Many are mulling over whether the race would have been any different had John McCain made greater use of Barack Obama’s association with Reverend Wright. Well, it depends to a large extent on what he did with it and when he did it, I suppose.
He could have incorporated Wright in a theme of Obama as two-faced–presenting different views and images to different people. He might have made the point that Obama’s credibility was suspect (e.g. lying about his ignorance of Wright’s views). Or he might have used the relationship, along with those of other left-wing associates and organizations, to explain Obama radical views and background.
All of these themes, minus Wright, were tossed out at one time or another. Some will claim they “didn’t work,” so using Wright wouldn’t have made any differences. Others say Wright would have provided the perfect amplification to make those character assaults stick. Everyone will draw their own lesson.

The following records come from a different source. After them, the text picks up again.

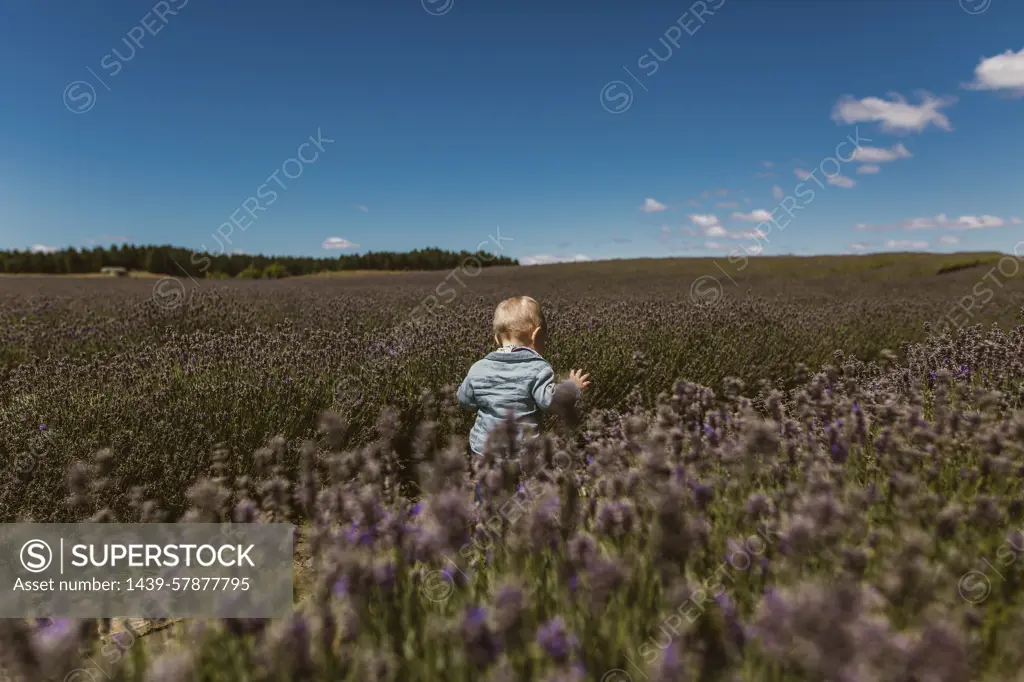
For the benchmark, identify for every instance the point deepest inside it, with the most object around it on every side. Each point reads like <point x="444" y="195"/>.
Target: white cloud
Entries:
<point x="895" y="115"/>
<point x="904" y="244"/>
<point x="760" y="215"/>
<point x="547" y="259"/>
<point x="941" y="221"/>
<point x="338" y="243"/>
<point x="879" y="155"/>
<point x="651" y="206"/>
<point x="706" y="220"/>
<point x="1003" y="72"/>
<point x="748" y="235"/>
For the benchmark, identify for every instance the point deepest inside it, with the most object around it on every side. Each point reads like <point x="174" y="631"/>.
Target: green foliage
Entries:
<point x="173" y="261"/>
<point x="753" y="521"/>
<point x="274" y="271"/>
<point x="251" y="272"/>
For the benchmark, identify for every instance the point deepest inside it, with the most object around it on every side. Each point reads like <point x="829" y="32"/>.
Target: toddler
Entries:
<point x="514" y="377"/>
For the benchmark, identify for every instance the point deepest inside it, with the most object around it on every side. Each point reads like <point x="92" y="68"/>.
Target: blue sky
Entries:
<point x="449" y="119"/>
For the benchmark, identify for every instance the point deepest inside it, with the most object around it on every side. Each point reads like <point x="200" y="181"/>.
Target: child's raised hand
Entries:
<point x="581" y="380"/>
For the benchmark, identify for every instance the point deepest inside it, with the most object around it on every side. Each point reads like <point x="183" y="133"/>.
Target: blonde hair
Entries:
<point x="515" y="318"/>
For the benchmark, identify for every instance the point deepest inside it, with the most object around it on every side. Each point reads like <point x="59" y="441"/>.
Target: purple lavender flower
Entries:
<point x="555" y="640"/>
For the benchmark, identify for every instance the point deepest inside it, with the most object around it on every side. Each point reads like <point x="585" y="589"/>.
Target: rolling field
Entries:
<point x="784" y="471"/>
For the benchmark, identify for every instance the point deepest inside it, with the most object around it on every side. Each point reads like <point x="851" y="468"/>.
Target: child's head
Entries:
<point x="519" y="321"/>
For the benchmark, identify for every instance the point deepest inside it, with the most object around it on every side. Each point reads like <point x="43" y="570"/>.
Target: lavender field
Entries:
<point x="802" y="471"/>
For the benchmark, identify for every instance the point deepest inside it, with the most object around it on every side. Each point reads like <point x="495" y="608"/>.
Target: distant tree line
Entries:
<point x="176" y="261"/>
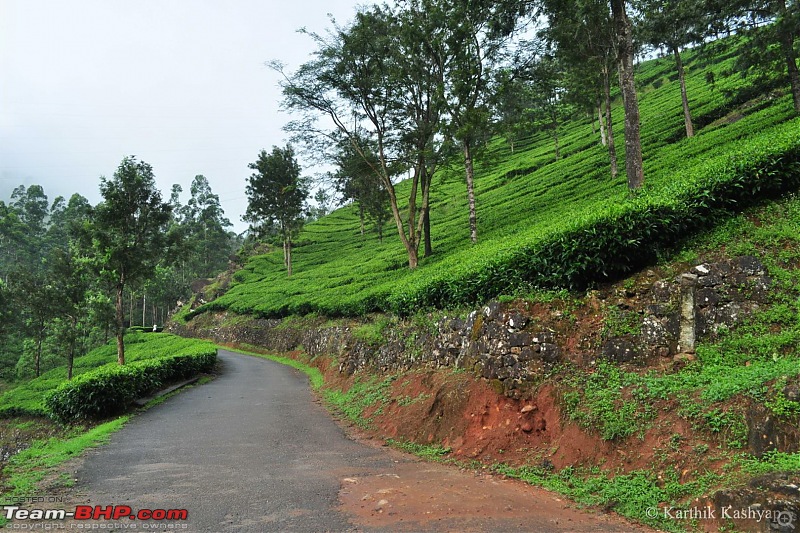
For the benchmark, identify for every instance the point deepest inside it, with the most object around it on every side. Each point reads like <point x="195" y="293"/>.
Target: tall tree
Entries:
<point x="673" y="24"/>
<point x="355" y="181"/>
<point x="207" y="235"/>
<point x="351" y="83"/>
<point x="475" y="36"/>
<point x="276" y="195"/>
<point x="584" y="39"/>
<point x="634" y="167"/>
<point x="128" y="233"/>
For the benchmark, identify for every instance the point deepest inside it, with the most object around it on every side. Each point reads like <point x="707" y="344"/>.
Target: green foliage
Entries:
<point x="634" y="494"/>
<point x="109" y="390"/>
<point x="365" y="393"/>
<point x="596" y="402"/>
<point x="547" y="224"/>
<point x="28" y="398"/>
<point x="29" y="467"/>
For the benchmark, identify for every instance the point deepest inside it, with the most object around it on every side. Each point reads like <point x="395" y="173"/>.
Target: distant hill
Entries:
<point x="548" y="223"/>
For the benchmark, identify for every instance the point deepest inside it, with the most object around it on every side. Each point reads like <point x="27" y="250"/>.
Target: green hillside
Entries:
<point x="28" y="398"/>
<point x="547" y="223"/>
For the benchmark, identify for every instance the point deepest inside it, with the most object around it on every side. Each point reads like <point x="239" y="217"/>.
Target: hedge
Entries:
<point x="110" y="389"/>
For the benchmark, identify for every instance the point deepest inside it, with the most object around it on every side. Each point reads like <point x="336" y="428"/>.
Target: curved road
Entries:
<point x="252" y="452"/>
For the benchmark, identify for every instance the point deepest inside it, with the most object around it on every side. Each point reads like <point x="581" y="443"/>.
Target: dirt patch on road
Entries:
<point x="418" y="496"/>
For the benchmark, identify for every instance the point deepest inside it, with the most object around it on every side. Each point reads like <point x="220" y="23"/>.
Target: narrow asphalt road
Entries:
<point x="251" y="451"/>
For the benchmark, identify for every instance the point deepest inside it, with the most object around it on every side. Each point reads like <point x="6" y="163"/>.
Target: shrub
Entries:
<point x="110" y="389"/>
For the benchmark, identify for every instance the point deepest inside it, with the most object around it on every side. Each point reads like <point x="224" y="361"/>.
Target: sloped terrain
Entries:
<point x="548" y="223"/>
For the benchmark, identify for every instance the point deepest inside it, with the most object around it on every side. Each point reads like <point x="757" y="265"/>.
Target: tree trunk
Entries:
<point x="71" y="350"/>
<point x="426" y="231"/>
<point x="470" y="172"/>
<point x="612" y="149"/>
<point x="287" y="249"/>
<point x="425" y="182"/>
<point x="38" y="357"/>
<point x="555" y="136"/>
<point x="633" y="144"/>
<point x="120" y="333"/>
<point x="787" y="46"/>
<point x="603" y="140"/>
<point x="687" y="114"/>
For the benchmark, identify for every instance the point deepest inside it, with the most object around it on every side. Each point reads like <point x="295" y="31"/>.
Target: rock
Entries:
<point x="620" y="350"/>
<point x="517" y="322"/>
<point x="749" y="265"/>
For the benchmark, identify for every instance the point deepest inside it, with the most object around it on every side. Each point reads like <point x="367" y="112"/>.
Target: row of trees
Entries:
<point x="403" y="89"/>
<point x="72" y="274"/>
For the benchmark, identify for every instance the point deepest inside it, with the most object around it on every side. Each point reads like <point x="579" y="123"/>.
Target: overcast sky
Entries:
<point x="181" y="84"/>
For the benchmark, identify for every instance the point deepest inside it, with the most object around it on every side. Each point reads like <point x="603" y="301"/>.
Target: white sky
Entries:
<point x="181" y="84"/>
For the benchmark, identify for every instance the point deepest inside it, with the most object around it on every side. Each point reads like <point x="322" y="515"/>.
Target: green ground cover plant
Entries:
<point x="545" y="223"/>
<point x="154" y="357"/>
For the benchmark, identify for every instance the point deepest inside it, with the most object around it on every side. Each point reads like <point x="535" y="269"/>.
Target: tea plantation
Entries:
<point x="548" y="223"/>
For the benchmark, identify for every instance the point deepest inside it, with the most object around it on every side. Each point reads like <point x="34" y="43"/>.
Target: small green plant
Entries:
<point x="430" y="452"/>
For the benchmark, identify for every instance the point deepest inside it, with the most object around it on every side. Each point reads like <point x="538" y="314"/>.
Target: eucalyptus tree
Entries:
<point x="623" y="27"/>
<point x="71" y="281"/>
<point x="583" y="37"/>
<point x="128" y="235"/>
<point x="208" y="239"/>
<point x="276" y="195"/>
<point x="673" y="24"/>
<point x="475" y="36"/>
<point x="355" y="181"/>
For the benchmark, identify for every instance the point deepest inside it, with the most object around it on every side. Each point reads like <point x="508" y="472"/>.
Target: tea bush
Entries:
<point x="109" y="390"/>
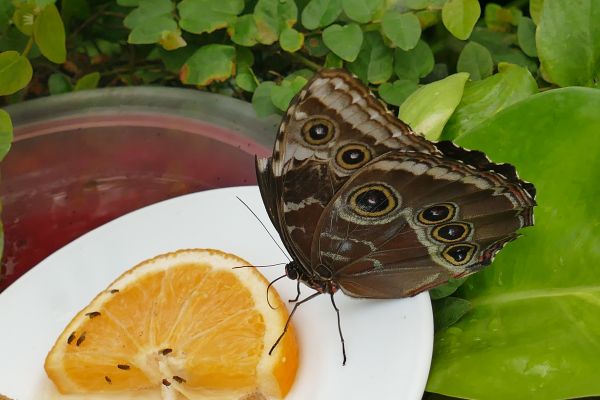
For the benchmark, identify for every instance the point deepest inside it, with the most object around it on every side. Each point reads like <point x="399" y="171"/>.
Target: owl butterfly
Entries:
<point x="366" y="206"/>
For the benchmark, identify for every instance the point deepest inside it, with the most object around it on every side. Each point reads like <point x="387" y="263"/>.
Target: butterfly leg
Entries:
<point x="269" y="287"/>
<point x="312" y="296"/>
<point x="337" y="311"/>
<point x="297" y="293"/>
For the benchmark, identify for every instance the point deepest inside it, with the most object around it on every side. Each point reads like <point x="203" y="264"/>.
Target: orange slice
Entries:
<point x="182" y="324"/>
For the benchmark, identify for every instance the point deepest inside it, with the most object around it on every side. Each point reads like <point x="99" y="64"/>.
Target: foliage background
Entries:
<point x="453" y="69"/>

However, one thing nags at conservatives: they suspect that the decision to reject use of Wright was based, not on a cold, cost-benefit analysis, but because of McCain’s inconsistent sense of “honor” and unwillingness to take heat from elite critics (who ironically gave him no credit). This personal, emotion-laden decision making style is a familiar McCain trait. If these critics are correct, the decision on Wright was inescapable. It naturally flowed from McCain, who in many ways was a politician hampered as much by his own personal and intellectual quirks and habits as by his opponent or the tough environment of this campaign.